Aunque el turrón se asocia de manera inmediata con la Navidad, este museo permite entender que detrás de cada tableta hay mucho más que una tradición festiva. Hay oficios artesanos, comercio, recetas transmitidas, innovación industrial y una cultura dulce que forma parte del calendario emocional de España.
Calle Sixto Ramón Parro, 7. 45001 Toledo - Lunes y martes cerrado. Miércoles a viernes: 10:30 a 19:00. Sábados: 11:00 a 21:00. Domingos: 11:00 a 20:00. Las catas finalizan una hora antes del cierre.
El queso manchego es uno de los productos más reconocidos de Castilla-La Mancha y uno de los grandes embajadores de la gastronomía española. En Toledo, el Museo del Queso Manchego permite acercarse a su historia, su proceso de elaboración y la importancia de la oveja manchega en la identidad del producto.
El espacio muestra utensilios tradicionales, explica las fases de producción y ayuda a comprender cómo la leche, el tiempo, la curación y el saber artesanal dan forma a un queso con carácter propio.
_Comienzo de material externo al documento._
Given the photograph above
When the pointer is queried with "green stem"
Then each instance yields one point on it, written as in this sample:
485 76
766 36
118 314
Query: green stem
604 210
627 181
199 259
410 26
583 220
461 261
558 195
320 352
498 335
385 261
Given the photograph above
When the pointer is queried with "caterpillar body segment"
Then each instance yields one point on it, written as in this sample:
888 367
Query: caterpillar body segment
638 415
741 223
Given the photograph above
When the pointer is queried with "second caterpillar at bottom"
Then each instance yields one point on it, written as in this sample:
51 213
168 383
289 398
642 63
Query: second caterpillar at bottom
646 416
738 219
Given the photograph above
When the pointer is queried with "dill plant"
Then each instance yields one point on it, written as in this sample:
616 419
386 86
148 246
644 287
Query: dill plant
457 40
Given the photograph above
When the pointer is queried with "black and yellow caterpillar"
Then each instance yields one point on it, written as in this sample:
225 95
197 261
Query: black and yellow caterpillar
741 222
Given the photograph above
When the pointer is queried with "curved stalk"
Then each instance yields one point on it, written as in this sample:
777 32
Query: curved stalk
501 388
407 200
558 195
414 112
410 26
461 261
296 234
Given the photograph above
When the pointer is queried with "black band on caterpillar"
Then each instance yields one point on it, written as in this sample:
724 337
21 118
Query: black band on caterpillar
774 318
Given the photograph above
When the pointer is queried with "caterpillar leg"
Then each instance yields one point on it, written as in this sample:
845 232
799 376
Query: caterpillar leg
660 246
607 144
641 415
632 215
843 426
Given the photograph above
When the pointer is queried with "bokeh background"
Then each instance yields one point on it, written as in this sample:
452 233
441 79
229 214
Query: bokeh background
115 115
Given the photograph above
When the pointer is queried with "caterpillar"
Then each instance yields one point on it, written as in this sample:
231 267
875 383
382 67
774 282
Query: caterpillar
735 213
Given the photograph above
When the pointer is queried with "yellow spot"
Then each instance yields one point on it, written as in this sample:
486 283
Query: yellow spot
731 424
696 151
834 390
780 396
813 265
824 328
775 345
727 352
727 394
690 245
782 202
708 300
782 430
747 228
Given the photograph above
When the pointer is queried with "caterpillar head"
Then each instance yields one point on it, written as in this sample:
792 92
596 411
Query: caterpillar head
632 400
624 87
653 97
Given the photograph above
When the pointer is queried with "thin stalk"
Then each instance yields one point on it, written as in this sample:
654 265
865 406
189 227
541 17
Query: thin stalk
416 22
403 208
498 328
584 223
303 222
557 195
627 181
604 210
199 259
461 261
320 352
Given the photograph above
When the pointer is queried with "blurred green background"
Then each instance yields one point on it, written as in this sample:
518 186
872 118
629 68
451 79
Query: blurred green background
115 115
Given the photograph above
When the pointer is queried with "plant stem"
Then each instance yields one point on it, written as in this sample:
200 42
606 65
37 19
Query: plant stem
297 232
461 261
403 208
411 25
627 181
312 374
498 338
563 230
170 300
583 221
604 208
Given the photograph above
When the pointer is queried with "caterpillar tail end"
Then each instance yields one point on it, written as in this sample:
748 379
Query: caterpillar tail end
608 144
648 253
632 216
Situado en una ciudad donde el patrimonio monumental suele acaparar todas las miradas, este museo recuerda que también hay cultura en los alimentos que se cortan, se comparten y se sirven en la mesa.
Calle Roble, 1. 44460 Sarrión, Teruel - Horario de invierno: miércoles a sábado de 9:30 a 14:00 y 15:00 a 18:45. Domingos: 9:30 a 14:00 y 15:00 a 17:30. Horario de verano, del 20 de junio al 22 de septiembre: miércoles a sábado de 9:30 a 14:00 y 15:00 a 19:00; domingos de 10:00 a 14:00 y 16:00 a 18:00. Recomiendan llegar una hora antes del cierre.
Sarrión, en Teruel, es uno de los grandes nombres de la trufa negra en España. Allí se encuentra Tuber Universum, un centro dedicado a divulgar el mundo de la trufa negra y la cultura trufera de la comarca de Gúdar-Javalambre.
La trufa negra es uno de los productos más singulares de la alta gastronomía. Crece bajo tierra, necesita unas condiciones muy concretas y se encuentra gracias al trabajo de perros truferos entrenados. Su aroma intenso y su carácter estacional la han convertido en un ingrediente muy apreciado por cocineros y amantes de la gastronomía.
Este espacio permite conocer el entorno natural de la trufa, su ciclo, su valor gastronómico y la importancia que ha alcanzado en zonas como Sarrión, donde la truficultura se ha convertido en una seña de identidad.
Muchos museos gastronómicos en España ofrecen experiencias complementarias como catas, degustaciones, visitas guiadas, talleres o recorridos por espacios de producción cercanos.
Algunos productos presentes en estos museos cuentan con figuras de calidad diferenciada, como Denominaciones de Origen Protegidas o Indicaciones Geográficas Protegidas, que ayudan a proteger su vínculo con el territorio.
La visita a museos gastronómicos puede combinarse con rutas de turismo rural, enoturismo, oleoturismo o turismo gastronómico, convirtiéndose en una forma muy completa de descubrir pueblos y comarcas de España.